The anticholinergic toxidrome is best illustrated by the mnemonic: hot as a hare, blind as a bat, mad as a hatter, red as a beet, and dry as a bone. As the etiology reflects central and peripheral muscarinic receptor blockade, it is more accurately termed an antimuscarinic toxidrome. A centrally mediated delirium may occur, which is typically not violent but is associated with mumbling speech and persistent “picking” behaviors. Other manifestations include hyperthermia, mydriasis, dry mucus membranes and axillae, tachycardia, decreased gastrointestinal motility, erythematous skin, and urinary retention.
Many xenobiotics are antimuscarinic. One of the more common is diphenhydramine. Tricyclic antidepressants, phenothiazines, cyclobenzaprine, carbamazepine, atropine, scopolamine, glycopyrrolate, and belladonna alkaloids all have antimuscarinic properties. Plants such as jimson weed contain belladonna alkaloids and may be used recreationally.

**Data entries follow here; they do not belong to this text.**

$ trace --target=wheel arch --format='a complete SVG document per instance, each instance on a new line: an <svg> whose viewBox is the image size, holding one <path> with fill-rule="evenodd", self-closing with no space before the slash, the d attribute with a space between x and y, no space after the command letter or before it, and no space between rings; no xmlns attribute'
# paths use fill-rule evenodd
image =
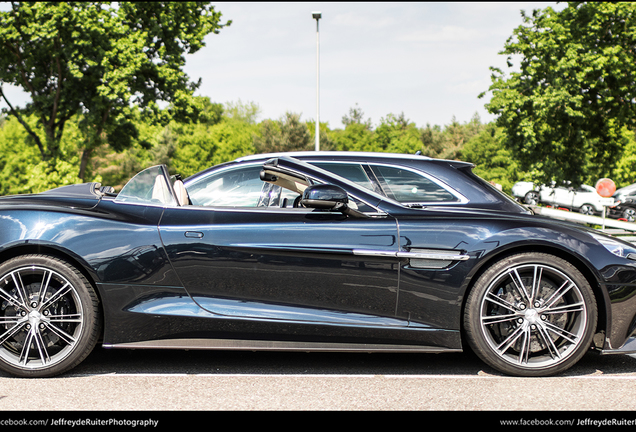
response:
<svg viewBox="0 0 636 432"><path fill-rule="evenodd" d="M479 268L471 276L470 282L468 283L468 285L466 286L466 289L463 292L461 315L460 315L461 317L463 317L464 314L466 313L466 301L468 299L468 294L473 289L479 277L496 262L502 259L505 259L509 256L517 255L520 253L546 253L546 254L554 255L561 259L564 259L565 261L569 262L574 267L576 267L576 269L581 272L583 277L590 284L590 287L592 288L592 292L594 293L594 298L596 299L598 320L596 324L595 333L605 332L607 334L607 329L610 327L610 324L611 324L610 322L611 312L609 309L610 302L606 293L601 288L598 278L594 275L594 272L590 270L590 268L586 265L585 261L581 259L580 257L578 257L577 255L567 250L558 248L556 246L551 246L546 244L537 244L533 246L528 246L528 245L513 246L511 248L508 248L493 254L492 256L488 257L488 259L480 263ZM463 318L460 320L460 326L461 326L460 328L463 335L463 332L465 330ZM602 348L602 347L599 347L599 348Z"/></svg>
<svg viewBox="0 0 636 432"><path fill-rule="evenodd" d="M103 316L102 296L97 286L97 275L92 268L76 254L47 243L16 243L0 251L0 263L22 255L39 254L62 259L75 267L93 286L99 300L100 313ZM103 330L102 330L103 331Z"/></svg>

Management and Disposition
Initial assessments of the vital signs and the duration of the QRS on ECG are important. Since many antimuscarinic xenobiotics are also sodium channel blockers, QRS interval should be monitored. Hyperthermia occasionally occurs and is treated with evaporative cooling. Most of these patients require only supportive care, with the administration of benzodiazepines for agitation. A Foley catheter may be needed for treatment of the urinary retention. Occasionally, physostigmine is used as a diagnostic reversal agent for antimuscarinic poisoning, but its risks versus benefits must be considered. The half-life of physostigmine is only about 20 minutes.
Anticholinergic Mydriasis. Mydriasis and flushing are some of the characteristic findings of anticholinergic toxidrome. (Photo contributor: Matthew D. Sztajnkrycer, MD, PhD.)
The antihistamine diphenhydramine has sodium channel–blocking properties and may cause QRS widening.
Physostigmine inhibits acetylcholinesterase, resulting in increased acetylcholine at the muscarinic synapses. Physostigmine crosses the blood-brain barrier, so it improves the antimuscarinic delirium; however, the improvement may be delayed by a few minutes after its administration given the mechanism of action.
Since the anticholinergic toxidrome may mimic the sympathomimetic toxidrome, the best physical examination finding to distinguish the two is presence or absence of sweat. Antimuscarinic patients are “dry as a bone.”
Anticholinergic Delirium. Anticholinergic delirium is manifested by agitation, confusion, and a “picking” behavior. (Photo contributor: Matthew D. Sztajnkrycer, MD, PhD.)
Anticholinergic Delirium. Prior to treatment with physostigmine, a patient suffering acute anticholinergic delirium drew the clock on the left. Following physostigmine administration, the patient drew the clock on the right. (Photo contributor: Division of Medical Toxicology, University of California, San Diego.)